Choice
This is one of a series social media posts that I wrote in 2021 during the height of my Faith Transition. Because I was publicly deconstructing in front of an entirely faithful network of friends and followers, I received a lot reactions, questions, and backlash from people I loved regarding my journey. Many of them were dismissive or hostile towards me because they had been trained to me as a “defector.”
Since an overly long response in a comment or personal message would have been seen as aggressive, I took quotes from these reactions to write these public posts in response. I never attributed the person who asked the question since I didn’t want anyone to feel specifically blamed or called out for having the response. The questions are also not unique. They are part of the scripted response we were taught to have as members of the “in-group.” Still, each post begins with a quotation because it is a question I personally received during my Transition.
Q: “…you chose to have a faith crisis.”
You know what’s weird?
This idea: members calling our faith crisis as our “choice.”
Every time that phrase comes up, I want to say,
“Wait, you think we just woke up and ‘chose’ to have a faith crisis?”
As if faith crises are akin to choosing whether or not to
wear a turtleneck,
eat an orange,
own a plant,
get another throw pillow,
turn up the thermostat,
etc.
Allow me to clarify:
—I didn’t choose to hide the Church’s history for over 100 years from myself.
—I didn’t choose to set up a secret combination in Nauvoo and use it to protect my coercive polygamous underground.
—I didn’t use Jesus to lure thousands of third world peoples into a Church and then use that as leverage to press them into paying tithing, which would go to pay my hundreds of thousadns of dollars of living stipend and my hundreds of billions of dollars of real estate and stock options.
—I didn’t lie to millions of people about spiral-diving on a burning plane or about a fictional temple meeting in which I saw the Almighty God descend upon the aging Prophet to tell us that what God really wants for people in this modern time is to exclude children of LGBT+ folx from Baptism.
—I didn’t issue a legal brief as a theological proclamation to enforce gender roles without consulting the other gender.
Here were my choices in this equation:
—I chose to trust LDS Church Leaders and local authorities (with exclamation points) for 32 years
—I chose to do everything the LDS plan set out for me: Young Women’s, Seminary, BYU, mission, temple marriage, kids in the covenant, constant, active engagement.
—I chose to take the claim seriously that this Church was true, because if it’s true, then Truth can speak for itself.

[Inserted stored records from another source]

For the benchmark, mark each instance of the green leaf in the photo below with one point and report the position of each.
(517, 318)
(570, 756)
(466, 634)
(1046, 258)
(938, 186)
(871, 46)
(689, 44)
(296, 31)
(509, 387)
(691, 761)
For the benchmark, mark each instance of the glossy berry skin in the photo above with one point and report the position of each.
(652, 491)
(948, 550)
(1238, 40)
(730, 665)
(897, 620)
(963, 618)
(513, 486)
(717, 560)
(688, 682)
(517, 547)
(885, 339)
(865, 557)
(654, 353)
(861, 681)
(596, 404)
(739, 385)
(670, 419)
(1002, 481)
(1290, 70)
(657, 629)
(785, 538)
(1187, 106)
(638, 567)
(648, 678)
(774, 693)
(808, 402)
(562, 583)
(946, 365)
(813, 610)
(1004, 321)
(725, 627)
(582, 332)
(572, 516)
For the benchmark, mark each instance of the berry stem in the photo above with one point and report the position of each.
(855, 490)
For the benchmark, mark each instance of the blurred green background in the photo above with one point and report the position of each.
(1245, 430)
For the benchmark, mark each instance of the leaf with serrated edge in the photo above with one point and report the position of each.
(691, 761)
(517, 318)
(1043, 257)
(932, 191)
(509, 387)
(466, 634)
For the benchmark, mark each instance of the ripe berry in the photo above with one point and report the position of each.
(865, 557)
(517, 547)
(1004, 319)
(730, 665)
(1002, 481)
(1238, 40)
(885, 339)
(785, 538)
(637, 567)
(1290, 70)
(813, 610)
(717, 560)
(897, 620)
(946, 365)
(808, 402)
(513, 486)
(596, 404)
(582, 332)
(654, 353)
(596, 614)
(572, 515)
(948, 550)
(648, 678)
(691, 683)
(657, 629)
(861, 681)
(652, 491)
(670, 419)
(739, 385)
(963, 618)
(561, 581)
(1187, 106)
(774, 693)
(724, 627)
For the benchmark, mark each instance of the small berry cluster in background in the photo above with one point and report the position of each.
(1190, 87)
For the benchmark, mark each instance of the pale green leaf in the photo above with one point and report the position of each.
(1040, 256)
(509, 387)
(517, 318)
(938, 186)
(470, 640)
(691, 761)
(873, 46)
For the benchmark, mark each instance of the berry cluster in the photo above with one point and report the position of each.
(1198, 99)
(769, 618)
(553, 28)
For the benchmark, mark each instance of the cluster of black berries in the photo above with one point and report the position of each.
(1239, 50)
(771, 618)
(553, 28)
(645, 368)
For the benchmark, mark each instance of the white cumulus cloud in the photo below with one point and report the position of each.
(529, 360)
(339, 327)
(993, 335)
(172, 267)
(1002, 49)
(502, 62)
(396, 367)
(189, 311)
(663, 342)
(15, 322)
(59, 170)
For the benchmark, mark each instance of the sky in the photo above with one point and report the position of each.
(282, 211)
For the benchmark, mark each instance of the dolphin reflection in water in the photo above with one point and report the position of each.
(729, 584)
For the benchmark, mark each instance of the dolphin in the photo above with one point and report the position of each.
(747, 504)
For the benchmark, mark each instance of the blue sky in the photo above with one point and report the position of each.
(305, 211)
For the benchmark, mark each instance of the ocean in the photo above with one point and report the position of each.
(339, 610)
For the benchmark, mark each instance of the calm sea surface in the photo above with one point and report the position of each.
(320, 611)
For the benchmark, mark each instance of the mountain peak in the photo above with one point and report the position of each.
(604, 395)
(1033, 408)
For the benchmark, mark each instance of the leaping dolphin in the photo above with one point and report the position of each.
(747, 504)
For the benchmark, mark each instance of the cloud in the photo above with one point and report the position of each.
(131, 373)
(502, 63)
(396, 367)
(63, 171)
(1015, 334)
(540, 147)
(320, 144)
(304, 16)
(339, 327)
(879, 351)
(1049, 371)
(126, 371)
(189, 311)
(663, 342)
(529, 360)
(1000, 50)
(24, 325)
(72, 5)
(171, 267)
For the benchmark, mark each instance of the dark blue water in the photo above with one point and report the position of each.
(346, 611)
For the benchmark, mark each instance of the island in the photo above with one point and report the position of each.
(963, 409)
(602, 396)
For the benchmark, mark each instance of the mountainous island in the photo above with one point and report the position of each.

—I chose to acknowledge that having regular breakdowns about the horror of polygamy and the weight of never be good enough were probably not normal.
—I chose to be honest about the evidence I found, as I investigated the history and truth claims of the Church
—I chose to nuance everything with reminders of a shared humanity as much as possible.
—I chose to be completely transparent about our journey with Church leaders, family members, and friends, to promote health and wholeness in our Church post-Church community.
People will think what they think. People will say what they say.
But, here’s a gentle PSA, especially for members under the impression that this is some kind of domestic-level choice we’re making:
–> people don’t choose to have existential, reality-melting faith crises with the paradigms under which they were raised.
They choose to allow authenticity or honesty or health or relationships or people to be more important than preserving appearances.